Medium and small sized companies, which saw a meltdown last month, are coming back with a vengeance.
Nearly 335 of the 950 stocks in the small and midcap segment have gone up by 20 percent or more from their 52-week lows. But is there room for them to keep running?
The 55-year old Sharma is of the view that small-caps hardly get affected by the bear markets because "bull or bear markets are built on the back of the largecaps".
"A bear market doesn’t really happen in a small segment of the market. Smallcaps are the small part of the market," Sharma told CNBC-TV18.
At a time when most market experts are wary of investing in mid or small caps, Sharma is looking at smallcaps, which he says will continue to do very well.
"I still continue to be very bullish on smallcaps, they have corrected 50 percent its cost can’t go to zero."
Sharma, who picked Amazon and Apple in early 2000 and which have turned 100-bagger ever since, believes that smallcaps can have bear markets any time but they are unlikely to move the stocks market in any significant direction.
"They can fall 30-40 percent. You have seen even before this year last year demonetization every time 30 percent cuts, 40 percent cuts in smallcaps happen routinely. You want to call that a bear market or a very rapid correction those are all semantics."

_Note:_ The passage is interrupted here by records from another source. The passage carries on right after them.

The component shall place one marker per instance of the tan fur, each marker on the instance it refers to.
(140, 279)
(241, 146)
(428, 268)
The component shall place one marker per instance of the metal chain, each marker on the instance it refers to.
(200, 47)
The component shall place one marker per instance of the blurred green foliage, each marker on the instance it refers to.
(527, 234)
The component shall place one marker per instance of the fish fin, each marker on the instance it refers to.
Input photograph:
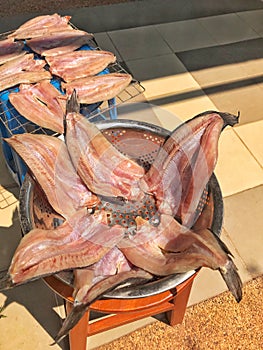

But it's the largecaps that bear the maximum brunt in a selloff as they are driven by the economic fundamentals.
"The problem that has emerged in the last two months has been the larger macro of India, which will hit largecaps obviously the most. Because largecaps are totally linked to the macro of the country. Smallcaps have different dynamics, very small dynamics, local dynamics. So, exclude them from that discussion whether it is a bull market or bear market."